ベネット・ミラー監督の手腕たるや素晴らしかったです。
同監督作の「カポーティ」も「マネーボール」も見たことないですが、なかなかの実力者とお見受けしました。

実話ベースのお話で昨年アカデミー賞候補に上がった『ダラスバイヤーズクラブ』や『ウルフ・オブ・ウォールストリート』よりも上手かったと思います。

まずキャスティングが良かったと思います。
ジョン・デュポンを演じたスティーブ・カレルですか。この人の内に秘めた狂気というのがひしひしと伝わってきました。
この方もあまり馴染みがなかったんですが、聞けばコメディアン出身だそうで。
ロビン・ウィリアムズやトム・ハンクスなんかもそうですけど、ハリウッドのコメディアン出身の俳優の層の厚さは凄いですね。
個人的にはコメディを出来る人は演技が上手いと思っているのですが、日本だとその土壌はまだまだな感じがします。

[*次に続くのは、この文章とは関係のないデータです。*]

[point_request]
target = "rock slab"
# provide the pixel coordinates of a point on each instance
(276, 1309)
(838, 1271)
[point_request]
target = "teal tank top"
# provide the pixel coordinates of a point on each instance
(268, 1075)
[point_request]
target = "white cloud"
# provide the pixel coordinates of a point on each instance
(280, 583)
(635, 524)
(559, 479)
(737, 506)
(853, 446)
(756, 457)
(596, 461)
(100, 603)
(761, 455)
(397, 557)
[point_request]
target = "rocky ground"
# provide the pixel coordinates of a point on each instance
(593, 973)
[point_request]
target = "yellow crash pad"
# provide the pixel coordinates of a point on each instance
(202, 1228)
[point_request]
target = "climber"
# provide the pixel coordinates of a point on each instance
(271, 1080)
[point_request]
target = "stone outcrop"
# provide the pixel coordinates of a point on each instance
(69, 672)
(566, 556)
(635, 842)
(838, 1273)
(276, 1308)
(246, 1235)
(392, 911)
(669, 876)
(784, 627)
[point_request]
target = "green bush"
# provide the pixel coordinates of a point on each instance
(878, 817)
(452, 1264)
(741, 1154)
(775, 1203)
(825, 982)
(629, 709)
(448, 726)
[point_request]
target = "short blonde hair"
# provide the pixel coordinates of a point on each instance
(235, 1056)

それからシュルツ兄弟を演じたチャニング・テイタムとマーク・ラファロもよかったです。本物のアマチュアレスラーにしか見えませんでした。どうやって体作り・役作りしたんでしょうね。この二人のリアルなレスリングシーンが映画をアクティブな物にしていたと思います。

それで監督の演出ですが、テンポも速すぎることなく、ゆったりどっしりしていて物語も淡々と進んでいきますが、それでいて最後まで飽きることなくしっかり見れました。
ややもすれば退屈な展開になるところ、デュポンが時折見せる狂気に走る緊張感や、リズミカルなトレーニングシーンやレスリングシーンで物語に抑揚が効いていたと思います。この辺のバランス感覚は絶妙に上手かったと思います。

映画では大富豪の家に生まれた者ならでは苦悩と母との確執。
レスリングで金メダルを獲ってもそれだけでは生活できない当時のアメリカ社会。幼い頃に両親を亡くし兄が父代わりだった兄弟ならではの問題など、それぞれの苦悩が深く描かれていたと思います。

最後に起きる事件に向かって映画的に収束していく様は見事で、見終えたあとの余韻もよかったです。
実話ベースではありますが、映画らしい映画を観たなぁという気分にさせてくれる作品で大満足でした。